Os recursos destinados às ações previdenciárias e assistenciais contemplam 280.193 beneficiários em 220.110 processos, incluindo casos envolvendo aposentadorias, pensões, auxílio por incapacidade e outros benefícios.
Os chamados atrasados correspondem a valores que deveriam ter sido pagos pelo governo ou foram pagos a menor e, após uma decisão judicial favorável, precisam ser quitados.
Como o pagamento é realizado?
O CJF repassa os recursos aos Tribunais Regionais Federais (TRFs), responsáveis por efetuar os depósitos. O dinheiro é colocado em uma conta específica aberta para o beneficiário no Banco do Brasil ou na Caixa Econômica Federal.
O valor não é depositado automaticamente na conta bancária utilizada normalmente pelo segurado. Depois que o TRF informar a disponibilidade, o beneficiário poderá realizar o saque na instituição indicada, seguindo as exigências do banco.
Em alguns casos, também é possível solicitar a transferência para uma conta indicada pelo advogado. A data de disponibilidade deve ser conferida diretamente no TRF responsável pela ação.
Quem tem direito aos atrasados do INSS?
Não basta ter tido um benefício negado pelo INSS. É necessário ter vencido uma ação judicial contra o órgão e possuir uma RPV incluída no lote liberado.
Para ter direito ao pagamento, o beneficiário deve:
- Ter obtido decisão favorável em ação contra o governo federal;
- Estar em uma etapa do processo que permita a expedição da requisição;
- Ter valor de até 60 salários mínimos, limite das RPVs. Acima desse teto, o pagamento ocorre, em regra, por precatório.
Como consultar o dinheiro liberado?
O beneficiário deve consultar o andamento do processo na Justiça Federal e verificar informações sobre a expedição da RPV e a liberação do pagamento.
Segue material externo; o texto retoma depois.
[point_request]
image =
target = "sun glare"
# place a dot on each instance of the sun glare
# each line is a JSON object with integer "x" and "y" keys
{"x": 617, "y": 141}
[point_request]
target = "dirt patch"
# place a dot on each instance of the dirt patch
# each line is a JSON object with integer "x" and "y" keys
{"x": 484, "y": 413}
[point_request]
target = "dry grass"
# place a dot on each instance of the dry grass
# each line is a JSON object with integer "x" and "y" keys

A consulta pode ser feita no site do TRF responsável pelo processo, utilizando o número da ação ou o CPF, conforme as opções disponíveis no sistema do tribunal.
Como sacar os valores?
O recebimento também pode ocorrer por transferência bancária, mediante solicitação no processo judicial. Em determinadas situações, é necessário apresentar um Pedido de TED ou alvará de levantamento assinado digitalmente.
Nos processos originários de comarca estadual, o documento pode exigir informações como banco, agência, conta, tipo de conta, CPF ou CNPJ do titular e declaração de isenção do Imposto de Renda ou de enquadramento no Simples, quando aplicável.